Bien qu’il n’y ait pas nécessairement plus d’antisémites qu’avant, le monde virtuel facilite l’accès aux idées antisémites et permet aux antisémites de s’affirmer et de faire sentir leur présence.

« Les médias sociaux signifient que des dizaines d’antisémites peuvent envoyer des milliers de tweets antisémites au même Juif, leur donnant l’impression que le monde veut leur mort », a écrit Dave Rich après la publication des conclusions du CST. Si votre téléphone « est plein de gens qui vous disent que vous êtes une « sale pute de Zio » qui mérite de mourir », alors l’antisémitisme devient naturellement quelque chose qui semble incontournable, une présence constante dans votre vie quotidienne. Une menace est une menace, peu importe la forme qu’elle prend.

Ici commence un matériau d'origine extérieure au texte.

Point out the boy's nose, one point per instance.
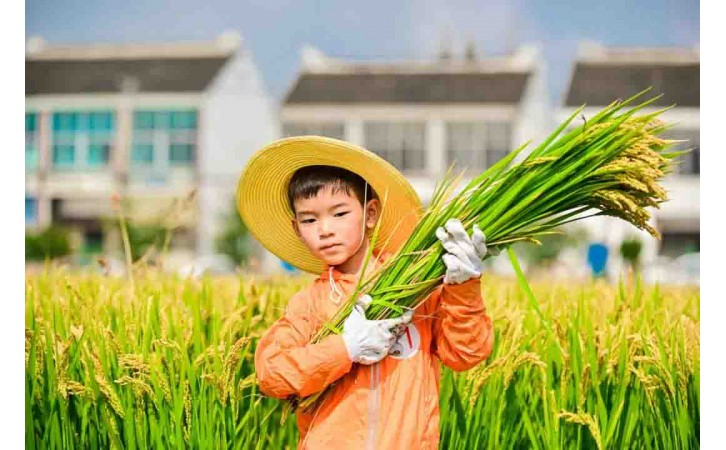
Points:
(325, 228)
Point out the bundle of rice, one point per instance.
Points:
(610, 165)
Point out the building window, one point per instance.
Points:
(690, 163)
(403, 144)
(82, 140)
(675, 244)
(477, 145)
(331, 129)
(164, 138)
(32, 154)
(31, 211)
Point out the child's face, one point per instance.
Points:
(331, 226)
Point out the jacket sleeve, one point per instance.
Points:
(463, 335)
(285, 362)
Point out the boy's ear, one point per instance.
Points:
(293, 222)
(373, 211)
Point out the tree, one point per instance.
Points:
(234, 240)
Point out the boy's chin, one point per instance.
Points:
(335, 260)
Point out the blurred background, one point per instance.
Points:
(139, 118)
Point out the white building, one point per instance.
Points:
(151, 122)
(601, 75)
(422, 115)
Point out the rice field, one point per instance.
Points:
(166, 362)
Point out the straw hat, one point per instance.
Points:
(262, 194)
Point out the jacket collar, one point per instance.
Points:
(375, 262)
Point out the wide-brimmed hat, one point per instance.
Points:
(263, 203)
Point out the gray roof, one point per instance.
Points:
(598, 84)
(160, 74)
(345, 88)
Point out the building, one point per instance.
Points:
(153, 123)
(422, 116)
(601, 75)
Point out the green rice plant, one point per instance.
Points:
(171, 365)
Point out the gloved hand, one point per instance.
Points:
(368, 341)
(464, 255)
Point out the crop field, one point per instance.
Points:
(167, 362)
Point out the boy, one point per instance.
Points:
(314, 202)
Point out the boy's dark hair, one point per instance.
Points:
(307, 181)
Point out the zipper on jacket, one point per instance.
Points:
(373, 405)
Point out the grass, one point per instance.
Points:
(169, 364)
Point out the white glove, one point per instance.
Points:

Lorsqu’il s’agit de lutter contre les abus en ligne, qu’il s’agisse de misogynie, d’homophobie ou d’antisémitisme, il incombe trop souvent aux personnes maltraitées de faire le travail des entreprises de médias sociaux. C’est à la victime d’agir en tant qu’exécutant : de fermer les yeux sur les propos antisémites ; pour mettre en sourdine ou bloquer les utilisateurs antisémites ; laisser des réponses et des messages personnels sans réponse ; d’appliquer des critères stricts à ceux qui apparaissent dans leurs mentions, en filtrant les nouveaux utilisateurs, les utilisateurs sans photo de profil ou ceux qui ont moins de followers, qui sont tous, après tout, plus susceptibles d’être abusifs. Les médias sociaux restent une sorte de Far West où les différends doivent être réglés par les participants eux-mêmes d’une manière ou d’une autre.

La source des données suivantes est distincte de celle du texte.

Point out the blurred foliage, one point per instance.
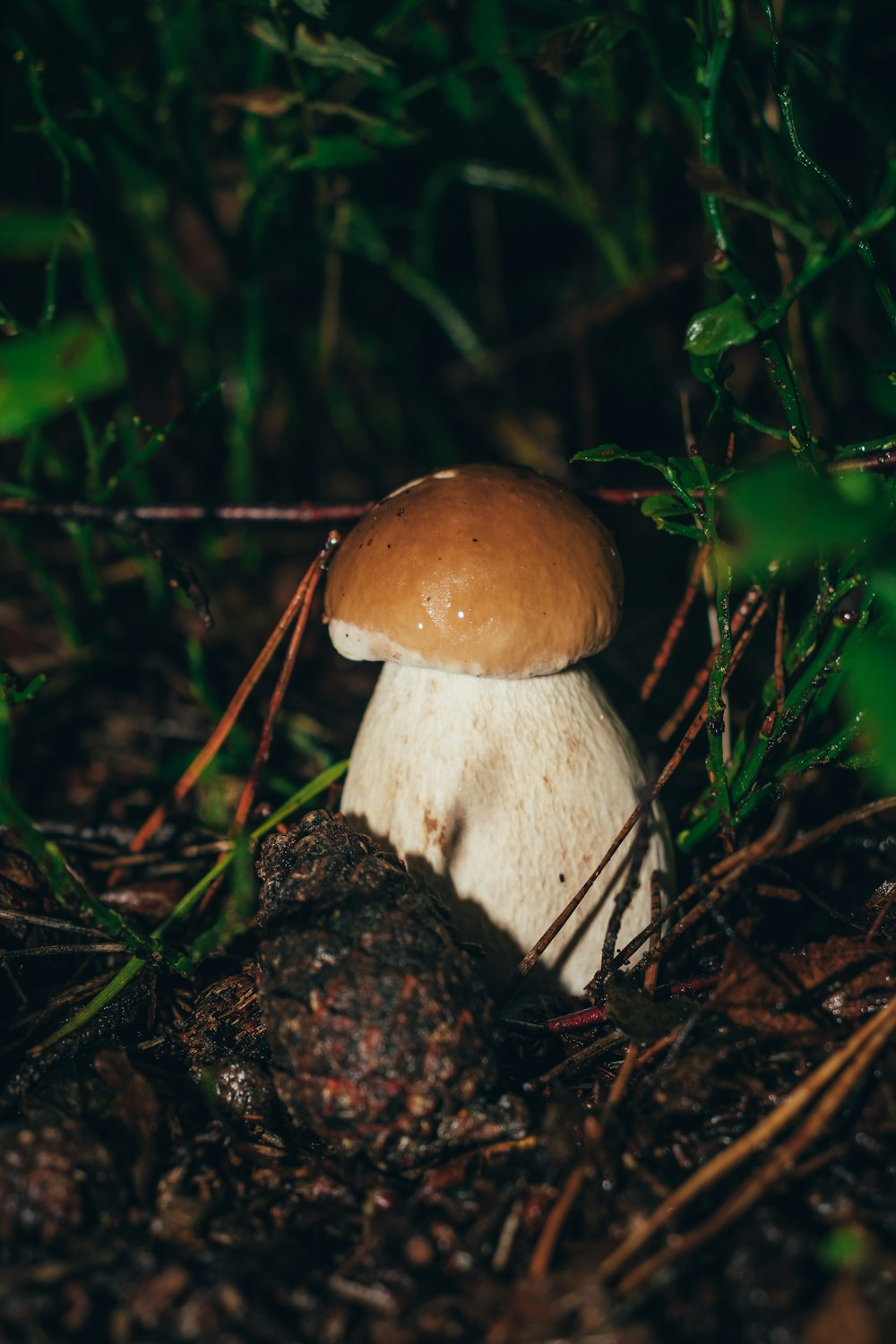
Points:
(336, 245)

Il est du devoir des entreprises de médias sociaux de surveiller les espaces qu’elles ont créés et dont elles profitent généreusement. Pourtant, au lieu de montrer un intérêt pour ce travail extrêmement important, ces mastodontes chargés d’argent sont plus préoccupés par les changements cosmétiques apportés à leurs produits ou les efforts malavisés pour favoriser la communauté qui finiront par se retourner contre eux.

En particulier, le pivot de Facebook vers les groupes s’avérera être un désastre. Ceux qui ont suivi la crise de l’antisémitisme susmentionnée du Labour comprennent la haine, les diffamations et les mensonges qui se propagent trop facilement dans les groupes Facebook hermétiques où il n’y a personne pour défier le sectarisme et l’ignorance des gens.

Si ces entreprises l’ont, même si cela peut parfois ressembler à un horrible jeu de taupe, l’antisémitisme en ligne est quelque chose que nous avons, à tout le moins, une idée de la façon de contenir : en fermant les récits des antisémites et les chasser de ces plateformes. Pourtant, l’antisémitisme en ligne continue de prospérer et le nombre d’incidents signalés augmente, précisément parce que les plateformes de médias sociaux souhaitent le tolérer plutôt que de s’y attaquer.

Liam Hoare est journaliste indépendant et critique basé à Vienne.